Il tempo perduto – Streghe, demoni e segreti vecchi secoli (parte 1)

Ehilà lettori! Oggi vi propongo un’intervista a un’autrice emergente che sembra promettere molto bene. 

Giulia Letizia, il cui nick su Wattpad cambia a seconda della canzone che preferisce ogni mese, è una scrittrice appassionata di viaggi e laureata in psicologia.

The Nerd’s Family ha deciso di intervistarla perché Giulia ha pubblicato da self, quindi contando solo sulle proprie forze, il primo libro della sua trilogia urban fantasy “Le Cronache della Congrega”. Oggi siamo qui proprio per parlare di questo romanzo, Il Tempo Perduto, un romanzo di streghe, magia, segreti vecchi secoli e maledizioni. L’intervista sarà divisa in due parti, perché c’è davvero tanto da dire! Iniziamo con la prima?

Ciao Giulia! Benvenuta!

Grazie! È davvero un piacere essere qui!

  1. Credo che il modo migliore per presentare il tuo libro sia attraverso le tue parole quindi ti lascio lo spazio per farlo: dicci qualcosa su questo primo romanzo. 

Temevo e aspettavo questa domanda perché io, nonostante l’abbia scritta, faccio fatica a parlare di questa trilogia, a trovare un punto di inizio e spiegarla chiaramente e senza tanti giri di parole inutili. Un’ottima presentazione, direte voi!

Iniziamo a buttarla sull’ironico, provando a spiegare in molta sintesi di cosa parla Il Tempo Perduto grazie alle parole sarcastiche di uno dei protagonisti: «Oh, sai, le solite cose. Segreti vecchi di mezzo secolo, memorie perdute, demoni da uccidere…»
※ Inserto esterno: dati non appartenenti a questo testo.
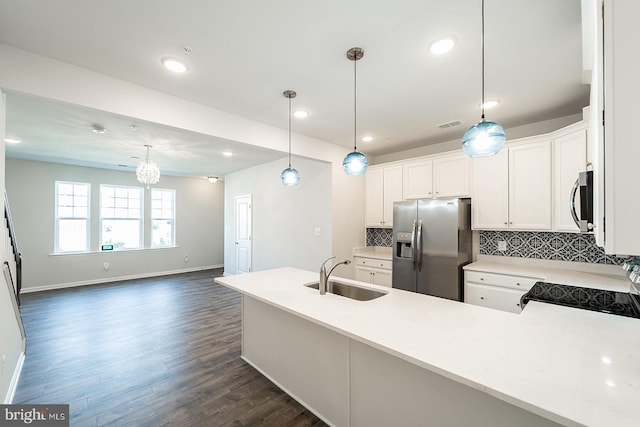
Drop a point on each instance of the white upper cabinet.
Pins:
(374, 215)
(490, 202)
(437, 177)
(512, 190)
(417, 179)
(451, 176)
(615, 95)
(530, 186)
(383, 186)
(570, 158)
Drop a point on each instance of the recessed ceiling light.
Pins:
(490, 104)
(442, 45)
(174, 65)
(98, 129)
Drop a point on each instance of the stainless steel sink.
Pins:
(349, 290)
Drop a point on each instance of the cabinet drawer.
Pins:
(373, 263)
(494, 297)
(491, 279)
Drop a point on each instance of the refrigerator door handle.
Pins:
(413, 243)
(418, 227)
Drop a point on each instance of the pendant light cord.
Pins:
(289, 131)
(482, 106)
(355, 101)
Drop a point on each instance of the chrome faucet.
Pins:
(324, 276)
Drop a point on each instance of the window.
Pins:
(121, 216)
(162, 217)
(72, 217)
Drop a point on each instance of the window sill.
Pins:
(116, 251)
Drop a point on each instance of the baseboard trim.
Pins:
(13, 385)
(115, 279)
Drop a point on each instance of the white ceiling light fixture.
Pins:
(290, 177)
(174, 65)
(147, 171)
(485, 138)
(442, 45)
(355, 163)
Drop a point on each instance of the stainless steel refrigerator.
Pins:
(431, 244)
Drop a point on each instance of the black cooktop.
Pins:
(620, 303)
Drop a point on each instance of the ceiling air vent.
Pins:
(449, 124)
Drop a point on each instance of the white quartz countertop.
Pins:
(612, 279)
(575, 367)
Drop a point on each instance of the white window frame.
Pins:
(75, 215)
(162, 217)
(140, 218)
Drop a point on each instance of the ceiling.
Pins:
(245, 53)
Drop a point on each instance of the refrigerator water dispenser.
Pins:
(403, 245)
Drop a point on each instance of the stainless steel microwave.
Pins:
(584, 219)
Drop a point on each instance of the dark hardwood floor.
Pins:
(151, 352)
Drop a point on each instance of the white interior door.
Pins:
(243, 233)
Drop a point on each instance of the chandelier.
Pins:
(148, 172)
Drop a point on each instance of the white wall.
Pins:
(29, 73)
(10, 339)
(31, 190)
(284, 218)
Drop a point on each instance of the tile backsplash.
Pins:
(525, 244)
(544, 245)
(379, 237)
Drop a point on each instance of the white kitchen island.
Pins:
(409, 359)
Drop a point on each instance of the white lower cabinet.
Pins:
(497, 291)
(373, 270)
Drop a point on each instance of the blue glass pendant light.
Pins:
(290, 177)
(485, 138)
(355, 163)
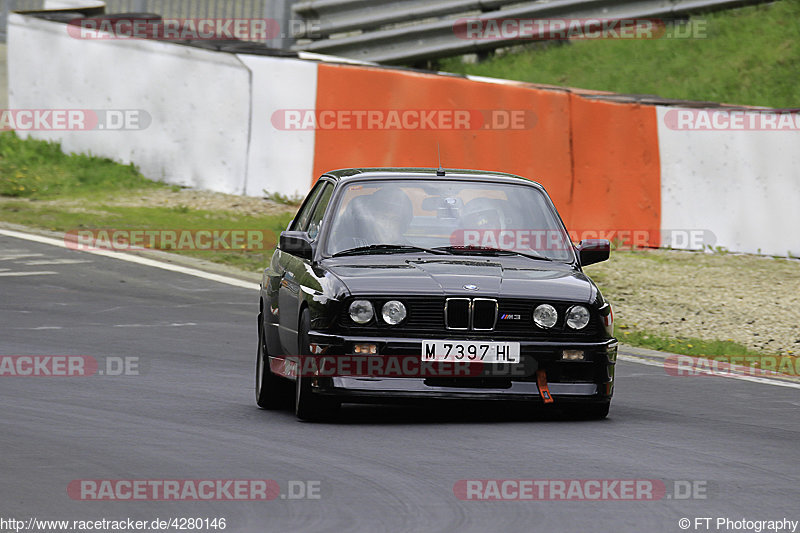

Ambientata nel 2014 a Los Angeles, vi ritroverete catapultati nelle vite di cinque personaggi immortali dall’aspetto di giovani-adulti ma con quattrocento anni di esperienze e dolore alle spalle. Un presente intervallato da diversi flashback sul passato che serviranno a spiegare, a loro tempo, le vicende importanti che li hanno portati alla situazione attuale, a cominciare dalla loro nascita a streghe e per finire al motivo per cui si ritrovano, dopo tutti i loro secoli di vita, in balia di un demone.

Il Tempo Perduto segue così le vicende di una Congrega di streghe, quella del 1661, in un momento particolare della loro esistenza: da duecento anni sono tormentati da una maledizione particolare donata gentilmente loro da un Principe dell’Inferno e, proprio quando crederanno di potersi finalmente liberare da questa condanna, accadrà qualcosa che farà perdere loro ogni speranza, dando inizio così a tutto l’arco narrativo del primo libro.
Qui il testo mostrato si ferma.